Beach Soccer. Franco Palma, l’uomo del triplete e non solo

Inserito da il 7 agosto, 2017 alle ore 11:14 pm

Si è chiusa Domenica la Serie A di Beach Soccer della Lega Nazionale Dilettanti con la vittoria della Sambenedettese in rimonta contro il Catania ,che centra il 3° obiettivo stagionale dopo la Coppa Italia e la Supercoppa, si tratta di triplete , si tratta di record.

A capitanare questo team che fa di progettualità e qualità i suoi capisaldi c’è un napoletano, per tutti Franco Palma,classe 81, in arte “El Pistolero” che con i suoi gol ed esperienza ha fatto raggiungere oggi il punto massimo di splendore di questa società, divenendo di fatto un ambasciatore di Napoli nel mondo del beach soccer e non solo.

 

Un triplete che arriva come un fulmine a ciel sereno , dove hai magistralmente portato avanti la squadra nell’intero arco della stagione , come è stato il risveglio da campione d’Italia?
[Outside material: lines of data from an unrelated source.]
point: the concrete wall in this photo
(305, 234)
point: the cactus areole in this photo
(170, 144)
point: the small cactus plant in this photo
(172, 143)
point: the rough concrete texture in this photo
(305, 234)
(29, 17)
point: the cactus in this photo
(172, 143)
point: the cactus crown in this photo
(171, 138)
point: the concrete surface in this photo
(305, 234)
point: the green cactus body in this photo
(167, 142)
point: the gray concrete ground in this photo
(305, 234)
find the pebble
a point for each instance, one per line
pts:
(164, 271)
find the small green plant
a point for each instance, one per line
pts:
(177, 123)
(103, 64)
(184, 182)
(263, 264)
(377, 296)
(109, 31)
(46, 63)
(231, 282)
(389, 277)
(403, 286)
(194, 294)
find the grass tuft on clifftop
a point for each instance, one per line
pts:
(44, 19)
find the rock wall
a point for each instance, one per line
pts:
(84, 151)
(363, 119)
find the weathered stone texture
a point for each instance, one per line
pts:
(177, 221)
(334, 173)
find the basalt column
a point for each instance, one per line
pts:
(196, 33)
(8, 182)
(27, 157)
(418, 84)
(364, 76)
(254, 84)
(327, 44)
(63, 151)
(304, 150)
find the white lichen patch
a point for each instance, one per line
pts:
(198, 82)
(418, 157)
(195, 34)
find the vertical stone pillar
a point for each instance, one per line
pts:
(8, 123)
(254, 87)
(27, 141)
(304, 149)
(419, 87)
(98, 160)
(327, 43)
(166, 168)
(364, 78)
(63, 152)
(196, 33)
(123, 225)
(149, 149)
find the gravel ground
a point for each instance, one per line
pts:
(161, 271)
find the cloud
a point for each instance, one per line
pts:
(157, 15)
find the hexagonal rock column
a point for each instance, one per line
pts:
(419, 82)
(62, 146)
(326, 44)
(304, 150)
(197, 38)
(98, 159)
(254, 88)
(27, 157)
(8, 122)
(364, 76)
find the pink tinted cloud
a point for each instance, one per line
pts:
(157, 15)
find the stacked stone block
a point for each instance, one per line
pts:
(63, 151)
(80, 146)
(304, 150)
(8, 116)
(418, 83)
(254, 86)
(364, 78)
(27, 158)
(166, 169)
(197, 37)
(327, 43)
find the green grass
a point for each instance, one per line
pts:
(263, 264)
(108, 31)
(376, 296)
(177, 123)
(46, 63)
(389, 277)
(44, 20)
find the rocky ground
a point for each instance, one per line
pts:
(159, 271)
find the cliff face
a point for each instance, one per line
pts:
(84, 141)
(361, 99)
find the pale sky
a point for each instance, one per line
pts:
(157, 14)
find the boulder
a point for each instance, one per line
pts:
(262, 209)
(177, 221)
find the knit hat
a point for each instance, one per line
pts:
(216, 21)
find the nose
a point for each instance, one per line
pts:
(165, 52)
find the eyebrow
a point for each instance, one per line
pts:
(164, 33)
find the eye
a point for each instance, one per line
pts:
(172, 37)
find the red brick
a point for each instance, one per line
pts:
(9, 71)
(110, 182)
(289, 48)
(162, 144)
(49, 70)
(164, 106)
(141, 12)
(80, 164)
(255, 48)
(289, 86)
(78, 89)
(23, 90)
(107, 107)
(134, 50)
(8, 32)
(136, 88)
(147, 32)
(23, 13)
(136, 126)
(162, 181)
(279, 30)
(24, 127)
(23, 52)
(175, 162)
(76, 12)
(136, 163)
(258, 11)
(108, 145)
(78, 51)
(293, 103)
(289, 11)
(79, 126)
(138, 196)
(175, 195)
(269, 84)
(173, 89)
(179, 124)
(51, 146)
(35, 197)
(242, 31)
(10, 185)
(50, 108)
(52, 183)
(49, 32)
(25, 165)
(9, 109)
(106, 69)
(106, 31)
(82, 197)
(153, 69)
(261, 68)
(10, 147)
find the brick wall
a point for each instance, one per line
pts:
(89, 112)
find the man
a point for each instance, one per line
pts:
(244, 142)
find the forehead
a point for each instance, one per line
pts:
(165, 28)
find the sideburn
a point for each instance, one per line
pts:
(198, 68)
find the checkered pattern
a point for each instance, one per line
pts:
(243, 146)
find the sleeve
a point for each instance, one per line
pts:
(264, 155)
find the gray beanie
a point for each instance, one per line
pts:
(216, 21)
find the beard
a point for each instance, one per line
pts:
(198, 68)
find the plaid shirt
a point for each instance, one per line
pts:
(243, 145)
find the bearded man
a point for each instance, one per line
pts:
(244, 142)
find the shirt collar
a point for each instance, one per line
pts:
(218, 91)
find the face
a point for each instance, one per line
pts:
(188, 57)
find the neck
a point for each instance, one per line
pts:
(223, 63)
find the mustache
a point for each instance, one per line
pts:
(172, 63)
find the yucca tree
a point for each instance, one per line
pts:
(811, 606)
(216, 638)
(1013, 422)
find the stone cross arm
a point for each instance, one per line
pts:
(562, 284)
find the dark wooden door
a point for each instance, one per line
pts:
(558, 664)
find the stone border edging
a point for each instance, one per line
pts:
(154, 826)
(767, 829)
Un triplete inimmaginabile,ma un triplete fatto di passione e dedizione a questo sport,risvegliarsi e non rendersi conto di quello che sì è appena fatto ti lascia un enorme confusione di ricordi ed emozioni ma soprattutto ti riempie il petto di orgoglio.

 

La finale con il Catania entra di diritto nella storia del Beach Soccer , con una rimonta epica , quasi insperata, avete scritto la storia raccontacela dal tuo punto di vista

La finale più incredibile che abbia mai visto o fatto,contro grandi campioni di questo sport stare dopo la seconda fraz. sotto di 4 reti ti può letteralmente neutralizzare,poi c’è l’orgoglio del campione dove capisci che sei un combattente e che mollare non fa parte di te,è il momento di rialzarti è il momento di mettere in campo tutta la tua forza il momento di crederci….

 

Una squadra composta da tanti campioni, qual’è stato il segreto per amalgamare al meglio tutti i componenti del progetto Samb?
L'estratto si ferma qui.